The Supreme Court has recently held that judges need not be bound by sentencing guidelines, as long as they consider the guidelines.

How about we get back to talking about making pens?  That's much more fun than talking about law.


----------



## OldWrangler

This will be my last word on this subject</u>. I spent 4 years and all my life savings (over $100,000.00) fighting the government over 75 mis-named flower plants. I know what they did to me. I was let out 2 months early when the Appeal Court agreed with my appeal. Six months later the government had my appeal decision overturned and I was sent back to serve 57 days. The Booker decision about the Sentencing guidelines changed nothing. The courts are still using them for locking away people for draconian sentences and the prisons are over filled with non-criminals.
The U.S. Court System is broken beyond repair and having no effect on reducing crime.


----------



## Jarheaded

Something sounds strange here. This basically sounds like another waste of tax payers money. It's a deer antler that was on the ground, maybe they are upset that they can't collect a fine from a deer for littering or something. I am not even going to touch the flower thing. I have spent a good part of my life working for the government and didn't understand most of what we were doing, but it was my job and I was going to do it to the best of my ability. Basically if you are worried about it, don't do it. And if you do take part in it, you will lose, they have more money and time to spend on it than you do.


----------



## hunter-27

How about a simple OMG here on this topic.


----------



## Rifleman1776

Not the first time this kind of subject has gone far afield without proving beneficial to forum members. And, it is not only here I have seen similar extended, but pointless, discussions. Mods, please lock.


----------



## loglugger

no harm, no foul, let it roll. 
Bob


----------



## RONB

Never tug on Supermans cape!


----------



## Codesman

I contacted the PA Game Commission and asked the question.  Shed antlers can not be sold in PA if they are found in PA.  Crafts can be made from antler if purchased from out of state or if not native to PA.  The antler I purchased was from out west and was Mule deer not white tail.  Officer suggested to have proof of out of state purchase available if at craft shows and the like.  Thanks for your responses 


Shawn


----------



## Jarheaded

Shawn, 
It is legal in my state to sell, buy , and use antler. If you would like  to purchaqse a small amount, I would be happy to give you a receipt for it. That should make it all nice and legal. PM me if you would like to do that.
 Johnnie


----------



## wdcav1952

> _Originally posted by OldWrangler_
> 
> This will be my last word on this subject</u>. I spent 4 years and all my life savings (over $100,000.00) fighting the government over 75 mis-named flower plants. I know what they did to me. I was let out 2 months early when the Appeal Court agreed with my appeal. Six months later the government had my appeal decision overturned and I was sent back to serve 57 days. The Booker decision about the Sentencing guidelines changed nothing. The courts are still using them for locking away people for draconian sentences and the prisons are over filled with non-criminals.
> The U.S. Court System is broken beyond repair and having no effect on reducing crime.

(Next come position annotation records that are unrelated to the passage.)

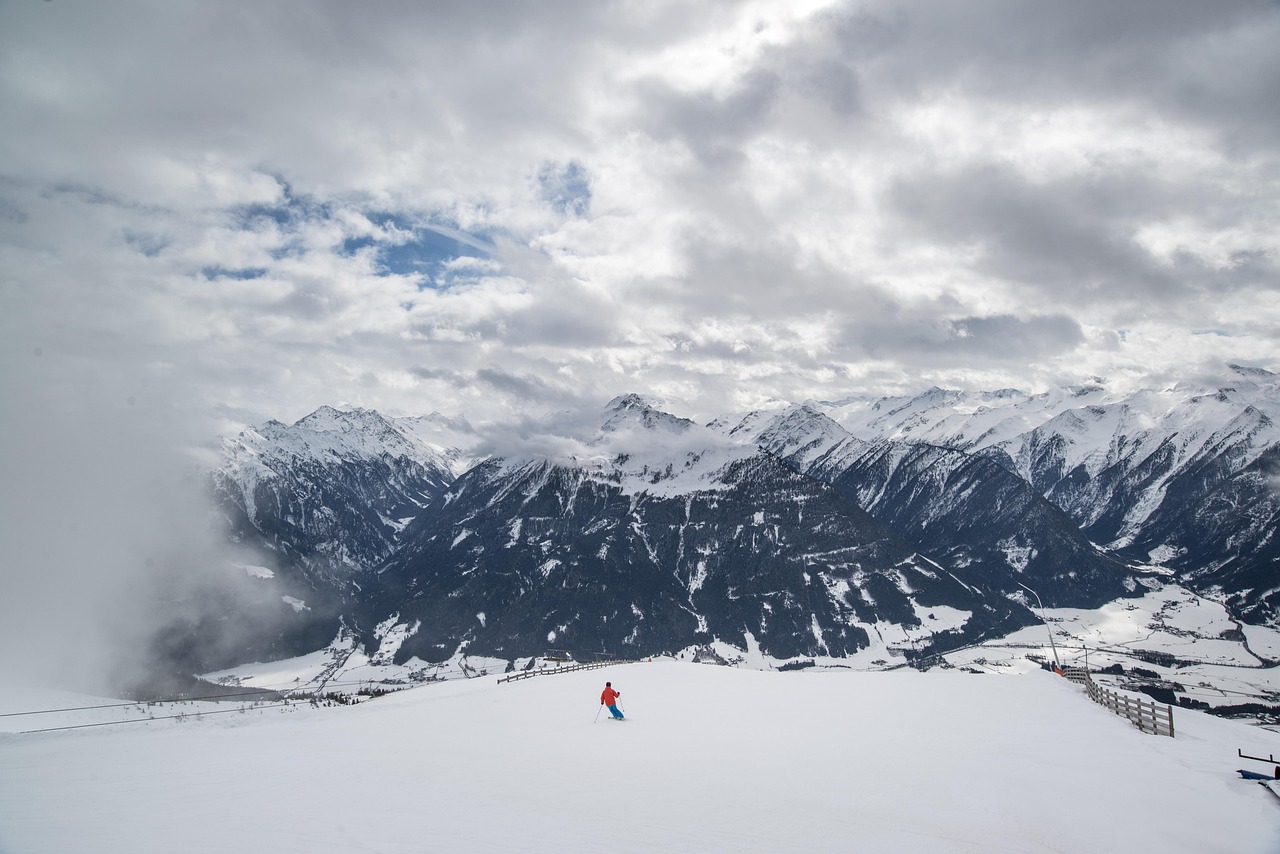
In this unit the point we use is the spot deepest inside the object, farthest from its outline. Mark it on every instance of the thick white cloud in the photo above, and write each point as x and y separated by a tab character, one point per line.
506	208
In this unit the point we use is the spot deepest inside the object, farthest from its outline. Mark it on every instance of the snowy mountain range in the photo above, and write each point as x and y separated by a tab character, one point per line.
818	529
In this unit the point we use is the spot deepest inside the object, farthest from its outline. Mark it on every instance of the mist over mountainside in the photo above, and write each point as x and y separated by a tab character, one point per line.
817	529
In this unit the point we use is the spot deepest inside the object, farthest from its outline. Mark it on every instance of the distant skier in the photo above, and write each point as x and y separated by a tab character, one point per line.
609	697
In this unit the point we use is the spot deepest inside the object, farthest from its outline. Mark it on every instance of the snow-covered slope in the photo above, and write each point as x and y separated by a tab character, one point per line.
667	534
332	492
1183	478
711	758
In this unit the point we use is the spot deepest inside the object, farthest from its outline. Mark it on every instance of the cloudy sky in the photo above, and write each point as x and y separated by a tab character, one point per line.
251	209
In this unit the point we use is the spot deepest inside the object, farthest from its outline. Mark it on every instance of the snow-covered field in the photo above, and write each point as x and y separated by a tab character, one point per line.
1180	640
709	759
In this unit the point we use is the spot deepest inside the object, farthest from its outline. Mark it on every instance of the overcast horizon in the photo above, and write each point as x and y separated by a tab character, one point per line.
246	211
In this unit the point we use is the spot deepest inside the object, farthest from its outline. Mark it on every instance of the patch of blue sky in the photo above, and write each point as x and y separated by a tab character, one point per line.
566	187
291	209
423	250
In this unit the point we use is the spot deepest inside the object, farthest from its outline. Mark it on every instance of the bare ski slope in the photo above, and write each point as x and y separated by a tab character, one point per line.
709	759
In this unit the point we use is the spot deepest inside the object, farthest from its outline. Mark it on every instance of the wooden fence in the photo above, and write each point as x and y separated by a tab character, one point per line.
548	671
1147	716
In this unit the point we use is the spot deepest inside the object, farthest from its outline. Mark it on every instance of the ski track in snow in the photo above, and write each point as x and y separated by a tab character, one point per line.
711	758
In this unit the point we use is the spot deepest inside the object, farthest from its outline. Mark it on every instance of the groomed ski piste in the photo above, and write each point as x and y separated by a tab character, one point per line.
711	759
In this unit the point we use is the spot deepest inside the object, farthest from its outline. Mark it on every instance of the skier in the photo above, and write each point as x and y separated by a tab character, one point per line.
609	697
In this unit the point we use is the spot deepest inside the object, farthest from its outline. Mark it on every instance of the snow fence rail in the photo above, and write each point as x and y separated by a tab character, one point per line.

There is a quite a lot of reading out there about your case, George.  While there is obviously a great deal of difference between importing plants from a foreign country and picking up shed antlers you make a valid point that one should know the laws that regulate their activities.

I do find your rant comparing officers of the law to the Gestapo a bit odious.  Working with inmates on a daily basis, I find that most of them think they got a raw deal from the courts.  The bottom line is that if you refrain from questionable activities you are very unlikely to be hassled by law enforcement.


----------



## OldWrangler

Cav,
I had been in business for almost 30 years, had all concievable permits, CITES documents from the country of origin, inspection in country of origin, inspection by both U.S.Customs and the U.S. Dept of Ag and it was not until 4 years later, they made a Federal case of it.
Six Fed Agents wearing Body Armor and drawn weapons came in my house and did a search....looked like the Gestapo to me.
And virtually every inmate thinks he got a raw deal but in talking to many of them over my 15 months, many of them did. They were black or Mexican or poor and just pushed through the Federal wringer. If you deal with inmates you must know that this is the case.
P.S. Glad you found my story on the Internet and took some time to look at it. My only point in this was to warn others that even something innoculous like an antler shed can cause you some grief if you don't know the law.


----------



## Tonto

Friends who work at the US Fish & Wildlife Service will enjoy knowing they have a $7billion budget, a quick check shows a budget hovering around $2billion.  And the post saying that USFWS is still an Interior Bureau is correct.  A better rant would ask questions about TSA, a true waste of your tax dollars and they are under Homeland Security.  My experience with LE types regardless of the agency is you have a high percentage of the gungho/yahoo factor.  When the good guys wear masks, start to worry.  Trade in wildlife parts, feathers, fur is controlled at both the state and federal level.  I agree with strict enforcement but understand mistakes happen and overwhelming force is sometimes abused.


----------